Has Popular Culture Redefined Sexuality in America?

Since pop culture texts are able to permeate the society in a way that academic texts cannot, the former medium always carries the day. Films are not merely forms of entertainment; they are also sources of insights into man’s challenges in everyday life. Lipsitz believes that by explored matters of sexuality at length, films have introduced new concepts and made Americans define their sexual interactions in a new, often liberal way (39).

Intersections between sexuality and race, education and class are not as straightforward as they are depicted in popular culture. It is one thing for a youthful pop singer to lament about racism in a song; it is a completely different thing for a black professor to express the same sentiments in a university journal. Although these two different people may draw from similar other’s experiences, they approach the same issue from completely different perspectives. When it comes to sexuality, the same thing applies in the comparison between how sexuality is perceived by young and old people. Older people are not ‘severely’ affected since they already have some established views about sexuality.

It is difficult to draw a conclusion on whether film, for example has been used by some sections of the American population as an escapist medium, as it is claimed in some quarters. If some people tend to associate major players in the film industry as uneducated people who have no regard for sexual morality, then, this contention requires a detailed research. The outcome of such research would be expected to shed some light on sentiments relating to social inequalities. The main areas of focus would undoubtedly be education, class and race. In the face of these inequalities, the affected young American population is left with no other way of making an impression than through expressing sexually explicit sentiments in order to attract attention and reinforce a macho self-image.

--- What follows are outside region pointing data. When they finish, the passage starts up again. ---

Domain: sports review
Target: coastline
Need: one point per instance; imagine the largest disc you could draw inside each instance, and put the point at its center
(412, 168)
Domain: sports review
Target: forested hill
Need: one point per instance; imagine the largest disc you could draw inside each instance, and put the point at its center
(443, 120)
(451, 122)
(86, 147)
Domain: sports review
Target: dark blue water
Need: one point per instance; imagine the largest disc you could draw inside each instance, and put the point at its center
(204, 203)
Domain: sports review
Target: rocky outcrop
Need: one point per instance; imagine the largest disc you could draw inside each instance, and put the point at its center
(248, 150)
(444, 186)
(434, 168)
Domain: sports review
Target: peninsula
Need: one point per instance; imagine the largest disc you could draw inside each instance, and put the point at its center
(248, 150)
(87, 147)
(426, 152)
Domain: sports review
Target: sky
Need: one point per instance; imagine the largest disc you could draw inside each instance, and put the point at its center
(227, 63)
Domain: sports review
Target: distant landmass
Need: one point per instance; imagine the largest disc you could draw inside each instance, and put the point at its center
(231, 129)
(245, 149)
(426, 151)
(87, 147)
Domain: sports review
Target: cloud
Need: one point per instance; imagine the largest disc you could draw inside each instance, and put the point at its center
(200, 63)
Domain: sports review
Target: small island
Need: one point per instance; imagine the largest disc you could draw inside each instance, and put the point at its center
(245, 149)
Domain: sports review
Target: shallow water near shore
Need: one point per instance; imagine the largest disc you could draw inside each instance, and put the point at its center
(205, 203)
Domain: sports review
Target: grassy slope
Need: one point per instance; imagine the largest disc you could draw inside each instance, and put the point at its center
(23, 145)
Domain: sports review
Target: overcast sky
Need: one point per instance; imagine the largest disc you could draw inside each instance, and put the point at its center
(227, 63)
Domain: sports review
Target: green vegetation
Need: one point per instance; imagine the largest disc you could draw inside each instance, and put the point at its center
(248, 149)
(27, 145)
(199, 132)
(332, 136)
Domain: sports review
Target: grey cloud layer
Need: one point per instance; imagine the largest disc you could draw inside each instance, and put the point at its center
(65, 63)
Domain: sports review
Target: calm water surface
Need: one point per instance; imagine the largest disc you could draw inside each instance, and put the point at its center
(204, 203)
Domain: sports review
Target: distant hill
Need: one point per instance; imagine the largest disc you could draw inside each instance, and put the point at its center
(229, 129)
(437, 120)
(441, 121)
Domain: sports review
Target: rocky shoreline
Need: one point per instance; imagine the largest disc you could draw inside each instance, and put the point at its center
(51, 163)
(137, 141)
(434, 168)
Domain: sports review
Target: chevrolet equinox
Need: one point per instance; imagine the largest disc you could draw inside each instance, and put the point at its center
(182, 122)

The most obvious way through which popular culture dismantles existing sexual and gender themes in the American society, according to Lancaster, is through taking a casual approach to serious matters that are at the heart of human sexuality (331). Since popular culture is not considered a serious discourse, it is never criticized by policymakers and for this reason, it continues to thrive and extend influence. The farthest that policymakers go towards asserting authority is censorship.

As long as federal administrators and scholars continue to turn a blind eye on progressive and interactive criticism of popular culture, people in this industry will continue to be perceived as rebels who have not cause owing to the sexually obscene themes that they perpetuate with utter disregard to their effects on the young population.

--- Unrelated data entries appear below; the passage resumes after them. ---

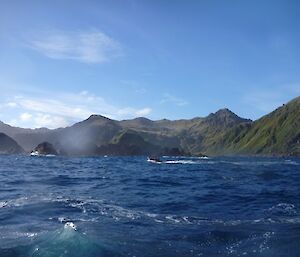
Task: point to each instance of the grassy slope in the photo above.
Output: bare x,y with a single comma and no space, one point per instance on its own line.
275,133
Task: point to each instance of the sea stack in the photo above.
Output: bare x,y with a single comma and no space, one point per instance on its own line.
9,146
45,148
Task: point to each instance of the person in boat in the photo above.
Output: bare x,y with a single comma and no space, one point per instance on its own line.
154,159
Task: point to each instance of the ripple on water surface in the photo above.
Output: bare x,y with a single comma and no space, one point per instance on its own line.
129,207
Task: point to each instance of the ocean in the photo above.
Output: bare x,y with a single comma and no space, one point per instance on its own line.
126,206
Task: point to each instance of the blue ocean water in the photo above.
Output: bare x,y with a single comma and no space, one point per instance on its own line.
125,206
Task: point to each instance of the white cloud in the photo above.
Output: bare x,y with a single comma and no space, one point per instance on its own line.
49,121
168,98
25,117
65,109
11,104
85,46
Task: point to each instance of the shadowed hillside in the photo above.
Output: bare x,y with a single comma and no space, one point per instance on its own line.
220,133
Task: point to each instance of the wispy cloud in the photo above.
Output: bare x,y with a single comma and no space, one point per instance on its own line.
54,112
168,98
84,46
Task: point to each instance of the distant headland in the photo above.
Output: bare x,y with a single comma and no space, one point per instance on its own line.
220,133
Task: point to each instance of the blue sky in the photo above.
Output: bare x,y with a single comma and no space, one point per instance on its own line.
61,61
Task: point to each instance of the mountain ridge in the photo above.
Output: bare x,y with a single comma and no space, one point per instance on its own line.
219,133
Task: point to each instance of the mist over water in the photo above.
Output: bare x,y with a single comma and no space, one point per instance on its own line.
125,206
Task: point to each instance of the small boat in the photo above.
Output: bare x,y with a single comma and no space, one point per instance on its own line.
34,153
154,160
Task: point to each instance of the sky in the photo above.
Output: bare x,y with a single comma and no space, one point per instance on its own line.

In the education system, it would not be surprising for a research to reveal the gravity of confusion that high school students are embroiled in when it comes to matters of popular culture. The same confusion extends to matters of sexuality in which case young people have to piece together bits of information gathered from wise counsel from parents, teachers and religious leaders, misleading advice gathered from peers and the profanity of popular culture.

Conclusion

Since the commercial pursuits of players in the popular industry pay off handsomely, the sexual norms that are perpetuated in pop culture become popular and seemingly acceptable to inexperienced youth. As the youths mature, their newly acquired social norms become part of the social fabric. This is what has taken place within the last three decades for sexual norms in the country to undergo drastic change.

Works Cited

DeLashmutt, Michael “The sexualisation of popular culture: towards a Christian sexual aesthetic” Crucible p. 42-56, 2006.

Lancaster, Lodger. The trouble with nature sex in science and popular fiction. Los Angeles: University of California Press. 2003.

Lipsitz, George. Time passages: collective memory and American popular culture. Minneapolis: University of Minnesota press, 2001.